Jay McKenna, chair of the Spirit of Shankly Liverpool supporters’ union, said the drive from many fans was borne out of problems with football governance.
“Football supporters were not getting the answers or assurances they needed from the football authorities,” he told HuffPost UK.
“When people like Hicks and Gillett [former LFC owners], the Glazers [former Manchester United owners] or various different owners at somewhere like Portsmouth were taking over clubs and burdening them with debt or threatening their existence. So we turned to others who could give us voice and that was, in some cases, our politicians.”
He praised the efforts of Merseyside politicians Alison McGovern and Steve Rotheram, who have spoken at Spirit of Shankly meetings and helped raise the profile of the issues important to fans.
McKenna added: “From there, it’s clearly been in our minds when talking about other issues that there are places we can apply pressure to get change; instead of going and asking the Premier League we could ask politicians. And this raised the profile.
“I think supporters for so long had been told or conditioned to think that football and being a supporter was some kind of ‘other’ and not actually part of real, everyday life affected by the same things – by politics with a small p.
“This realisation and understanding is a good thing - it has meant we’ve been able to develop a narrative and political view (small p) that the political world and parties are following – people like David Cameron talking about ticket prices and the Labour Party having manifesto commitments for supporters on the boards of clubs.

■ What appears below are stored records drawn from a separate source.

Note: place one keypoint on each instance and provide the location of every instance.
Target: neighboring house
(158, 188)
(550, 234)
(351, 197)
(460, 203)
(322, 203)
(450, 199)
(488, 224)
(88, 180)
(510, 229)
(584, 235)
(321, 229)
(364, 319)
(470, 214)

We’re influencing people and getting change.”
On the Jeremy Corbyn banner, McKenna said he was surprised to see some fans calling for their sport and club to be kept separate from politics, ‘given the political nature of a city like Liverpool, a club like LFC with it’s history and past managers, and the political decisions that are made which affect supporters’.
“I think it is a view shared by a growing number – that it is political and it has a place,” he added.
“Some have even taken that further and there’s been Jeremy Corbyn songs or Vote Labour banners, almost scoffing at the idea that it isn’t political. Whether people agree or not it is an expression of their identity and that’s what football is, in part.”
Kevin Rye, an AFC Wimbledon fan and former head of policy at Supporters Direct - the umbrella body for football club supporters’ trusts - said football as a political issue had only become ‘mainstream’ during the last two decades.
“Politicians now increasingly use football as a way of identifying with people - ‘we are one of you’,” he added.
“Probably the biggest change that came from politicians being interested in football and supporters’ issues was the measures implemented by the Labour government in 1997.
“Although they shied away from some issues, they made a massive difference in terms of how the game was run by tackling the distribution of broadcasting profit in Premier League clubs and people like Andy Burnham deserve huge credit for that.
“The second big change was the establishment of Supporters Direct, which propagated supporters’ trusts across the country. It allowed us to take a strategic approach to many of the issues affecting fans, which was fantastic.”